The selection of paintings Chae brings to this exhibition is from an ongoing body of work exploring the myth of the American West and the term neo-settler. In this current practice, he explores a range of “Western” subjects such as cowboys, landscapes, boy scouts, quilts and horses, the last of which is the focus of the exhibition.


In his own words: “These paintings came about after I moved onto my first real piece of property. I don’t own the land or the house but I like to pretend that I do. When friends ask if I bought it, I hesitatingly answer with, ‘Not yet, but I’m going to real soon.’ In actuality, I wouldn’t qualify for a mortgage. Regardless, I love mowing the lawn. I grow vegetables in my own garden, I’ve looked up goat prices, and I contemplate getting chickens. I never used to think much of these sorts of pseudo-homesteading activities, silly things that white people do, but I’m less judgmental now that I’m fenced in, surrounded by trees, and secluded on my own acre. I find myself steeped in a very American imaginary, that of settlers, cowboys, and horses. And since I’ve never experienced this sort of relationship to land I feel like I’m cosplaying at something. What sort of desire is this, where the hell is it coming from, and where do I fit in?”

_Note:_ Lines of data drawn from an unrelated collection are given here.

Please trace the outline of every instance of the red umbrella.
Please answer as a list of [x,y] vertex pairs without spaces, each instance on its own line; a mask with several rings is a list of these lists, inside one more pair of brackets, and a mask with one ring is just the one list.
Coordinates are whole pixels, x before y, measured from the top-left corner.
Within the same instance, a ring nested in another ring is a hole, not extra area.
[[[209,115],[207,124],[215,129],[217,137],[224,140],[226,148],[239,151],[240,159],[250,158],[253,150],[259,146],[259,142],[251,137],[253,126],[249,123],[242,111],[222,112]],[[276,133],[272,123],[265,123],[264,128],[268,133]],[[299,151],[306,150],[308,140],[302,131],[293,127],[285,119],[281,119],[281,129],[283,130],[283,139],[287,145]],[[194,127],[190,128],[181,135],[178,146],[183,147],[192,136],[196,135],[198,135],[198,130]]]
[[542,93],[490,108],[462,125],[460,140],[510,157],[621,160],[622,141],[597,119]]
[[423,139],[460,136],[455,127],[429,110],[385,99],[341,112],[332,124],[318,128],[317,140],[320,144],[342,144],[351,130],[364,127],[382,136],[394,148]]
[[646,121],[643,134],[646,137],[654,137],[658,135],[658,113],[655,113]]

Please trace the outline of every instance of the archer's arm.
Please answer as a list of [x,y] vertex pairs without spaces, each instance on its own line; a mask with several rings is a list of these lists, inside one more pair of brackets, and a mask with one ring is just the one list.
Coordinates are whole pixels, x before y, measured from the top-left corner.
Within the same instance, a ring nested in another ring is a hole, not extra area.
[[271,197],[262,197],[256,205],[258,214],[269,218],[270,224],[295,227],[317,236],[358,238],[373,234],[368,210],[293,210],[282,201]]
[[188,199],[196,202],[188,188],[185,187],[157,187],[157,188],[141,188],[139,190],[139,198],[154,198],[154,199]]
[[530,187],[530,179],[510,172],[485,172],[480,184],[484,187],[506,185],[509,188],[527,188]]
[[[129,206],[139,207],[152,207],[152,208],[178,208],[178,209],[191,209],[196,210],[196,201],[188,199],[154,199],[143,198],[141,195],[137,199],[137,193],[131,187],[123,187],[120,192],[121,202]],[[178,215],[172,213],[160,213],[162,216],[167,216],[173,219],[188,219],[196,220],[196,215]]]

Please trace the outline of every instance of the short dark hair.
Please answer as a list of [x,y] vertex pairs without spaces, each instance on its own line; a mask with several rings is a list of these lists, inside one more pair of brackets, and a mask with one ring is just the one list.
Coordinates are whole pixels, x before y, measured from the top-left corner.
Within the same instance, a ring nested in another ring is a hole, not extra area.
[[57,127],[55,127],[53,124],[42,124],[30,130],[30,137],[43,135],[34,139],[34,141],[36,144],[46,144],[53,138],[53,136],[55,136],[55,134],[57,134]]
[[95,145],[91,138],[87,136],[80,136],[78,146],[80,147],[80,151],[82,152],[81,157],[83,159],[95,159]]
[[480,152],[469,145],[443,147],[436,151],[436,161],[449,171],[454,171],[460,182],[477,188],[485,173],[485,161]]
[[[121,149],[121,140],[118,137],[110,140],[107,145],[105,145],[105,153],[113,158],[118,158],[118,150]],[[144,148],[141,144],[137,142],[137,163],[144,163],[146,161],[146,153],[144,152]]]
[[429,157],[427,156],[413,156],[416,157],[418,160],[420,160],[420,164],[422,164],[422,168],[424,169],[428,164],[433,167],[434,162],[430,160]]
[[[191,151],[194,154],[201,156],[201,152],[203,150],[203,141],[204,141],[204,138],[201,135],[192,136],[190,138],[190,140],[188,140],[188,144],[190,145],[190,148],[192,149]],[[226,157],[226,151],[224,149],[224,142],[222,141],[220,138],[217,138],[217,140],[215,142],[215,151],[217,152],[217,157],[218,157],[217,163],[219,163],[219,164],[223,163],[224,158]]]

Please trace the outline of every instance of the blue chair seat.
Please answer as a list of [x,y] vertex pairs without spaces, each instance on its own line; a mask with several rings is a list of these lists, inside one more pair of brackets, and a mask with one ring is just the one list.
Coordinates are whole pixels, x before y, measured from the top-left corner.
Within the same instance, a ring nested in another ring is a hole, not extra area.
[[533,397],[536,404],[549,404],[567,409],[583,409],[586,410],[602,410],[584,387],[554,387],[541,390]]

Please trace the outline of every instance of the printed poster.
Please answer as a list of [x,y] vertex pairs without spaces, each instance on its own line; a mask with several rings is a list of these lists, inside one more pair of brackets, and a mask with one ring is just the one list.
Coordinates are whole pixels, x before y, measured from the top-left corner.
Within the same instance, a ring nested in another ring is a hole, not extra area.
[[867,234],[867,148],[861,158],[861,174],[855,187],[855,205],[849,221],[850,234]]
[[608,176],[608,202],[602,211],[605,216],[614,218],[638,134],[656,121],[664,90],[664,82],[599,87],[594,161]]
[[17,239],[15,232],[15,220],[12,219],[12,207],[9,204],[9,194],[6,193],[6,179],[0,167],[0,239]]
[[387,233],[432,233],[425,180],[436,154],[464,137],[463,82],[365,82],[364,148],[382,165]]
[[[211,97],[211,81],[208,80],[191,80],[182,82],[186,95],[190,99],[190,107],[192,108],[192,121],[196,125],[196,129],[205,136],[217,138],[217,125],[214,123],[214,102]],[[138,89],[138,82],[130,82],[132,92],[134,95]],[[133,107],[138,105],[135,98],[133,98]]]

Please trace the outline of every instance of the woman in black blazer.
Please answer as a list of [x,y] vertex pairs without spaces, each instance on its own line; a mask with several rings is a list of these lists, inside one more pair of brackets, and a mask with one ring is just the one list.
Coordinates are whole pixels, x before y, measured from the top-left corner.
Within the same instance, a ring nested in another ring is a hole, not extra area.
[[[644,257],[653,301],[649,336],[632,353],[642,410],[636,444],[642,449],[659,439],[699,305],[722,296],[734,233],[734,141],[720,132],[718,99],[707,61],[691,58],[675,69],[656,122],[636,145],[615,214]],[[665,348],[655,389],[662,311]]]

In asking these questions, Chae found himself drawn to images from an inverse historical scenario—the work of Guiseppe Castiglione, an eighteenth-century Italian Jesuit missionary who served as an imperial court painter for three successive Qing Dynasty emperors. In Chae’s investigation of Castiglione’s paintings, he saw how the Italian was both copying and mutating, trying to pass and assimilate into the Chinese imperial culture while trying to convert this same community to the Catholic faith. Castiglione presented a strange psychology to have among the mutual otherness of himself and his surroundings, choosing to inhabit an unfamiliar style in order to change it–effectively taking ownership and remaking the world around him.


In “Western Paintings” Chae adopts and appropriates Castiglione’s position, but turns it on its head. Many of the paintings in this show are copies of Castiglione’s work. This reversal brings about further mutation. How then does the Western and American imaginary shift when played out through a subject like Chae, who is a Korean-American living on an acre of land in Virginia? Which desires inevitably repeat and which ones necessarily cease?